Droits de douane sur les produits laitiers : le conflit commercial entre la Chine et l’Europe s’intensifie



Mardi 23 Décembre 2025


Le 22 décembre 2025, la Chine a officialisé l’instauration de nouveaux droits de douane provisoires sur plusieurs produits laitiers importés de l’Union européenne. Annoncée par le ministère chinois du Commerce et appliquée dès le 23 décembre 2025, cette mesure renforce les tensions commerciales entre Chine et Union européenne, dans un contexte déjà marqué par des désaccords profonds sur la fiscalité, les subventions industrielles et l’équilibre des échanges.



Les droits de douane sur les produits laitiers, un nouvel épisode du conflit commercial

La décision chinoise vise officiellement à corriger un déséquilibre concurrentiel. Selon Pékin, certains produits laitiers européens bénéficieraient de subventions incompatibles avec les règles du commerce international, justifiant ainsi l’application de droits de douane allant de 21,9 % à 42,7 %. Ces taxes concernent notamment le lait, les fromages et les crèmes, des produits à forte valeur ajoutée pour les exportateurs européens.

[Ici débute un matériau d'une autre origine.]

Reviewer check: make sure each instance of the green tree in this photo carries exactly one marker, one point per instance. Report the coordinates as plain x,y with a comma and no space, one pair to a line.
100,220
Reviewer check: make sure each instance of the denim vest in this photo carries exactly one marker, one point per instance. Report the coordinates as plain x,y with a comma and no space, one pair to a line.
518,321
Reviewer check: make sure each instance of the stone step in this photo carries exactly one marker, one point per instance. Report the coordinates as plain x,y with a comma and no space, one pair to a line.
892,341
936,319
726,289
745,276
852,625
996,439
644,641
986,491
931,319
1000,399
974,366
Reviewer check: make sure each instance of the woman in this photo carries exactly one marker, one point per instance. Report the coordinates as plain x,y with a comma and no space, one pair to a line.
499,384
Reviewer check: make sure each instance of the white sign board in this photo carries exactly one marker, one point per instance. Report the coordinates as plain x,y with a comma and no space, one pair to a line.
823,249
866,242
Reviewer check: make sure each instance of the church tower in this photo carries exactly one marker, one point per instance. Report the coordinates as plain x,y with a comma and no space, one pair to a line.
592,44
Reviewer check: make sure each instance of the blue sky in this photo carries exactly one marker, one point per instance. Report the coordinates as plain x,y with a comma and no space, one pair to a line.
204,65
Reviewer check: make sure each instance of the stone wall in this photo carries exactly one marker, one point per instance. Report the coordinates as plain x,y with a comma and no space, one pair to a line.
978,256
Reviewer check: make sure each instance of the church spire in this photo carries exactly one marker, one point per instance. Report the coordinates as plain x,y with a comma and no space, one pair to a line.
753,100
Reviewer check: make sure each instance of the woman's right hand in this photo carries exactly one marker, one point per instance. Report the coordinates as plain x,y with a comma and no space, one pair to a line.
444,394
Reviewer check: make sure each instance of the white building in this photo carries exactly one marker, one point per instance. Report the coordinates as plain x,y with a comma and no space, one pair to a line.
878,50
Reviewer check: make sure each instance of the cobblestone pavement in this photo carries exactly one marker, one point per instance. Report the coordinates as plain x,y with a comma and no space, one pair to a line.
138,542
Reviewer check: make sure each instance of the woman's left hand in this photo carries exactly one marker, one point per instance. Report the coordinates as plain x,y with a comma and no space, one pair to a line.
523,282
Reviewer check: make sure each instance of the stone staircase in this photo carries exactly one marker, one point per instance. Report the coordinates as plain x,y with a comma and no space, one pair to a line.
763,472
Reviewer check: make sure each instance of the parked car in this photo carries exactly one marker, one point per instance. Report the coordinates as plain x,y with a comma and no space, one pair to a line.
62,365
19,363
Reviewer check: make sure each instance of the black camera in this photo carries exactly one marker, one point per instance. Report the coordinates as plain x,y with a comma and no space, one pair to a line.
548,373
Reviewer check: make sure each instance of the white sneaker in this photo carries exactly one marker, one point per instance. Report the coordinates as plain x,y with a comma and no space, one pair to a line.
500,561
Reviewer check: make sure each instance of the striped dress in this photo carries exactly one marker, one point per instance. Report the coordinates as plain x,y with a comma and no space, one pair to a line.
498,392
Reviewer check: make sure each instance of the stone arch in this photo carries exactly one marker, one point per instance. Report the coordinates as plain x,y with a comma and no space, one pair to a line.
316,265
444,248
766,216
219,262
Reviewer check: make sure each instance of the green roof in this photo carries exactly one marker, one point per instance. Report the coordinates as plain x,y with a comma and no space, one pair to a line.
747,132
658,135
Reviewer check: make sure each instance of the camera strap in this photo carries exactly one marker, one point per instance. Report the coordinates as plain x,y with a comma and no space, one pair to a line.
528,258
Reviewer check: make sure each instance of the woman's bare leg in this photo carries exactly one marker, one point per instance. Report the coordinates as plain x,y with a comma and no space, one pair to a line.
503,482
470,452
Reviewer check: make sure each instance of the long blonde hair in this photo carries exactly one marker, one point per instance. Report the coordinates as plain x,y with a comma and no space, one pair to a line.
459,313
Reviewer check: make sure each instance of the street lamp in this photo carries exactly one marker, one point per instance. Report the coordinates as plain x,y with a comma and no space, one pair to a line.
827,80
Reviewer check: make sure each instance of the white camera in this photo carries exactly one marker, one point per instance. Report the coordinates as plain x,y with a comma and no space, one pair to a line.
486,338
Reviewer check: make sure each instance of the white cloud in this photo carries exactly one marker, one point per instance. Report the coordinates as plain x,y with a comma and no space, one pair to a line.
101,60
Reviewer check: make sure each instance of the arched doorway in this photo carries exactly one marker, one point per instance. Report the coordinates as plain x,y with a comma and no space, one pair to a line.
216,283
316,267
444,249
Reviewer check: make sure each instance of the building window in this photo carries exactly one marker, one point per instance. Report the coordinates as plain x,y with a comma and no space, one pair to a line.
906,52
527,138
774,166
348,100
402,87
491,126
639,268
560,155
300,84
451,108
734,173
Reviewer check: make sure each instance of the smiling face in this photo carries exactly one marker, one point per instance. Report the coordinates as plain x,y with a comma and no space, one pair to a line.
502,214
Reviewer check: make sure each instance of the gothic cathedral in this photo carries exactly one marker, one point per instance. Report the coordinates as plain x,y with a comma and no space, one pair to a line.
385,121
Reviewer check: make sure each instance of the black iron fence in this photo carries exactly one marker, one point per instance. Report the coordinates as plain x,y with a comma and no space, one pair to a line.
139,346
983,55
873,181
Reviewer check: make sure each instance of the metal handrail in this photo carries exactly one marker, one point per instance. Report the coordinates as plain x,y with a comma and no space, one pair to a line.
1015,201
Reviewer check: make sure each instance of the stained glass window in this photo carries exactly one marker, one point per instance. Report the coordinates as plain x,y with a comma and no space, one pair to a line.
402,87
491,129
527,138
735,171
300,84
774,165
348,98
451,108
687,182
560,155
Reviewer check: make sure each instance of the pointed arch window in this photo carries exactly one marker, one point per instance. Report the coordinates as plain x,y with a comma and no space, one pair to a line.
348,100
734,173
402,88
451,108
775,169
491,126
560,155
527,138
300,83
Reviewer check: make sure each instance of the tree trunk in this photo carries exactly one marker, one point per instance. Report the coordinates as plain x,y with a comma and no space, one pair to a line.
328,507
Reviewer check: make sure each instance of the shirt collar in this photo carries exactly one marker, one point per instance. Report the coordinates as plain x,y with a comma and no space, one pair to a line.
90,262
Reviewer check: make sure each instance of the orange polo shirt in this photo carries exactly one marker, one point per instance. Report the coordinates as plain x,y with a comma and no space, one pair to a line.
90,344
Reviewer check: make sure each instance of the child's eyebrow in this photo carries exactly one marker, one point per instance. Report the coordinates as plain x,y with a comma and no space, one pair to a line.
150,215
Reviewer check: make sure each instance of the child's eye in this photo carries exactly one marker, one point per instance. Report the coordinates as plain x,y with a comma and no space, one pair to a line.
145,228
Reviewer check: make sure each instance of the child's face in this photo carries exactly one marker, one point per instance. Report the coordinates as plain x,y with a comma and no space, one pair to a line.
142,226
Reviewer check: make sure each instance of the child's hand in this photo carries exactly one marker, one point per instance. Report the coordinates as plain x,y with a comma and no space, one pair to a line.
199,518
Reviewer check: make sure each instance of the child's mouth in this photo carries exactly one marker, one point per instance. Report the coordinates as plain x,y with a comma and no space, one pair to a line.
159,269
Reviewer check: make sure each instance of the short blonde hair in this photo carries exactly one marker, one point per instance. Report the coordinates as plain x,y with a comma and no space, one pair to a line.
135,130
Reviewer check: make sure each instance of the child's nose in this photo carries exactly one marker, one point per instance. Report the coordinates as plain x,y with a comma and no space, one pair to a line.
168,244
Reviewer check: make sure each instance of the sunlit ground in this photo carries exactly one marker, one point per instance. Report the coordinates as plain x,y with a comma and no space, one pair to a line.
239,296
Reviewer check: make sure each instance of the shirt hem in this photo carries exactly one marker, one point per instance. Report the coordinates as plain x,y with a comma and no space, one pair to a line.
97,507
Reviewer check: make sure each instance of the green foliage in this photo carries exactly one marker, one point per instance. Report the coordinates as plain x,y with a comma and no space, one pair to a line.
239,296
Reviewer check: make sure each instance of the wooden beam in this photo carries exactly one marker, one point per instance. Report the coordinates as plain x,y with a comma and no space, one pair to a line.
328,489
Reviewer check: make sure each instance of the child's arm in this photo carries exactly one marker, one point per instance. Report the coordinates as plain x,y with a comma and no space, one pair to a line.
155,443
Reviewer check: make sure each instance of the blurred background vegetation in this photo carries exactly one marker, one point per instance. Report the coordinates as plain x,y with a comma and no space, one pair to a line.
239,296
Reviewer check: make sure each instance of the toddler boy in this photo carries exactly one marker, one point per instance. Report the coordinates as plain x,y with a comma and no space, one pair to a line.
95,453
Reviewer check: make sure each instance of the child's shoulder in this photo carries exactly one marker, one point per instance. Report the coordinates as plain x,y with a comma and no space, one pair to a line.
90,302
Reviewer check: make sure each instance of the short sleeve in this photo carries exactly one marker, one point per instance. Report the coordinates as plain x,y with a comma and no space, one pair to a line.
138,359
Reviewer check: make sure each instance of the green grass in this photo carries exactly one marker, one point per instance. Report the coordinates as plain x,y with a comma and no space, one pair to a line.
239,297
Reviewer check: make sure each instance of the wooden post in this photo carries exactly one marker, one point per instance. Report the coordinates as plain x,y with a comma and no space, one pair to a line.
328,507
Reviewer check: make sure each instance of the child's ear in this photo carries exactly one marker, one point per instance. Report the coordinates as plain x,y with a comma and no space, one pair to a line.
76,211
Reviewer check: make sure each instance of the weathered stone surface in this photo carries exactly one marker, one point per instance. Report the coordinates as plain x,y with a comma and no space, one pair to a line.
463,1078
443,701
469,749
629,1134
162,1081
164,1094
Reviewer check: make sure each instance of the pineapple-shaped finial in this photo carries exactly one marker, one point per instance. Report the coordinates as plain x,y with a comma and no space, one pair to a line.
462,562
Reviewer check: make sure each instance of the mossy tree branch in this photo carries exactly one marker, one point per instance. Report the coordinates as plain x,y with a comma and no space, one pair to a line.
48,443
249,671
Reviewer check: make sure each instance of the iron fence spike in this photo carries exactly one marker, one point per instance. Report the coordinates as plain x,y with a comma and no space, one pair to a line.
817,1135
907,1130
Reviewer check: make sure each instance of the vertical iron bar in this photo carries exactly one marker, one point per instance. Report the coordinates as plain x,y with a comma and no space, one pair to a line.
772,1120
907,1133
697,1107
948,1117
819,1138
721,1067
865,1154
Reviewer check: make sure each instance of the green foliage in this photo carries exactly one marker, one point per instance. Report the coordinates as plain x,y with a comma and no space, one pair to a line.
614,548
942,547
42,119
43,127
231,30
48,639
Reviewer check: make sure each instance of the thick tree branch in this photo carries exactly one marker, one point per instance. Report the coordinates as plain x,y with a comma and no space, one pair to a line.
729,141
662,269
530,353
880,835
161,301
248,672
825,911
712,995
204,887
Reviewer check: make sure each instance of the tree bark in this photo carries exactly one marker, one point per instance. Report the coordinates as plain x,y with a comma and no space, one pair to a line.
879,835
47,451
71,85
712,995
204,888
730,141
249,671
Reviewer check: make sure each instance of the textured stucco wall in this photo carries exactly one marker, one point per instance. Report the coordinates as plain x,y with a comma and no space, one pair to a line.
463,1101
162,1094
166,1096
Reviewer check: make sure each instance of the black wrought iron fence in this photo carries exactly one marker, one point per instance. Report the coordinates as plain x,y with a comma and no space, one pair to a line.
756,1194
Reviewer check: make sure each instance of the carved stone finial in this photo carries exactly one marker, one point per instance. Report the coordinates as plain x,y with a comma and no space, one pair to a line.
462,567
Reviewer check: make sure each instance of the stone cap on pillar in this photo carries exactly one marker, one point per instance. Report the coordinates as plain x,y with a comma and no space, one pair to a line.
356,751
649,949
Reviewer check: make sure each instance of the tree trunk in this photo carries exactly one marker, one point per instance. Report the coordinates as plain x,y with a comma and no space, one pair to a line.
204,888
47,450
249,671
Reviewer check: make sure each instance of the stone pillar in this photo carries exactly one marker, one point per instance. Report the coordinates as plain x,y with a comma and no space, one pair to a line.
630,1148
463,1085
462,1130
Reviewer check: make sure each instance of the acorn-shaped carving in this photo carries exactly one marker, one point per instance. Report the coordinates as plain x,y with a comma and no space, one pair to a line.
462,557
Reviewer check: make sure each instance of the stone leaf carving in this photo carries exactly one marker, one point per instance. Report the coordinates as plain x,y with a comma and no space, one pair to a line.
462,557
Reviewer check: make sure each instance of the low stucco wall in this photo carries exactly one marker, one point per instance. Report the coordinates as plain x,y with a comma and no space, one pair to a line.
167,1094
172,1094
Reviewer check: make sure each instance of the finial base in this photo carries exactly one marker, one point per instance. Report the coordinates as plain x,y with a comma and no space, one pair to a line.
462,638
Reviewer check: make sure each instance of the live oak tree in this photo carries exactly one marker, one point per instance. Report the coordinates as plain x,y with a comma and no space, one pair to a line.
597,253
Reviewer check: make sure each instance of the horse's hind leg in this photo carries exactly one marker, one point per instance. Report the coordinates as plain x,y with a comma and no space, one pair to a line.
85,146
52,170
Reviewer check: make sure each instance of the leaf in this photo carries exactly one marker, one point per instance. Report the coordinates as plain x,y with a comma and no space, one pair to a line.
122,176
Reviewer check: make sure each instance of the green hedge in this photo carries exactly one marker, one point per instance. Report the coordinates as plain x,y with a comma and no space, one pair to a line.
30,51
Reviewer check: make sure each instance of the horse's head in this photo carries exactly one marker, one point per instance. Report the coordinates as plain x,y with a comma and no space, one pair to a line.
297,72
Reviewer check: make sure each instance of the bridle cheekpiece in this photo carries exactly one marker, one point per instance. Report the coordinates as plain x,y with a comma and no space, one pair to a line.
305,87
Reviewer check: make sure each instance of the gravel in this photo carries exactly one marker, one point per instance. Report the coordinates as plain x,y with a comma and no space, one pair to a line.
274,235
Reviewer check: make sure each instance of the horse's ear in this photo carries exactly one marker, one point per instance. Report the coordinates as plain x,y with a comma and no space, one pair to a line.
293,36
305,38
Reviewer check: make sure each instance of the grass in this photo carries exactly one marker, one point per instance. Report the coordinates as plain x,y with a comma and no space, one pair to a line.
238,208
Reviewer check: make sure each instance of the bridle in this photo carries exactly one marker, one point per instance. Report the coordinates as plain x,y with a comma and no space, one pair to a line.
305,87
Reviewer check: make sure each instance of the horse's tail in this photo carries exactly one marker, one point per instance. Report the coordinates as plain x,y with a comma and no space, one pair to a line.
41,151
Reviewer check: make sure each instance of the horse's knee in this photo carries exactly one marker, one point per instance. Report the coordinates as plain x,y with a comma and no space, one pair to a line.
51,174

Depuis plusieurs mois, la Chine et l’Europe s’opposent sur d’autres dossiers sensibles, notamment les taxes européennes envisagées sur les véhicules électriques chinois. Dans ce contexte, les produits laitiers apparaissent comme une cible sectorielle permettant à Pékin d’exercer une pression commerciale mesurée mais significative, tout en respectant formellement les procédures de l’Organisation mondiale du commerce.

Les autorités européennes contestent fermement cette lecture. Bruxelles estime que les éléments avancés par la Chine reposent sur des preuves insuffisantes et que la nouvelle taxe constitue une entrave injustifiée aux échanges. 

Des échanges agricoles devenus un levier stratégique entre la Chine et l’Europe

Sur le plan économique, l’enjeu est loin d’être marginal. Les produits laitiers européens représentent plusieurs centaines de millions d’euros de ventes annuelles vers la Chine. En 2024, les exportations françaises de lait, crème et fromage vers ce marché ont atteint environ 370 millions d’euros, selon des données reprises par Challenges. Sur les neuf premiers mois de 2025, ces exportations s’élevaient encore à 245 millions d’euros, malgré un léger repli.

La Chine, premier importateur mondial de nombreux produits agricoles, dispose d’un pouvoir de marché considérable. En augmentant la fiscalité sur les produits laitiers européens, Pékin envoie un signal clair aux partenaires commerciaux : les échanges peuvent être rapidement affectés en cas de désaccord politique ou économique persistant.

Pour les entreprises européennes, la hausse des droits de douane modifie brutalement les conditions de vente. Certaines sociétés sont exposées à des taxes supérieures à 30 %, voire proches de 42,7 % pour des groupes européens spécifiques, selon les autorités chinoises. Cette situation remet en cause la compétitivité des produits européens face aux producteurs locaux chinois ou à d’autres pays exportateurs, dans un marché déjà très concurrentiel.

Une fiscalité douanière au cœur des rapports de force internationaux

La multiplication des droits de douane entre la Chine et l’Europe révèle une évolution plus large du commerce international. Les instruments tarifaires, longtemps cantonnés à des ajustements techniques, deviennent des outils politiques à part entière. Dans ce cadre, la fiscalité douanière sert autant à protéger des secteurs nationaux qu’à peser dans des négociations globales.

Les produits laitiers illustrent cette logique. Pour Pékin, l’enquête antisubventions permet de justifier juridiquement la taxe. Pour Bruxelles, la mesure s’apparente à une riposte indirecte aux initiatives européennes dans d’autres secteurs stratégiques. Chaque camp affirme respecter les règles internationales, tout en utilisant au maximum les marges offertes par ces mêmes règles.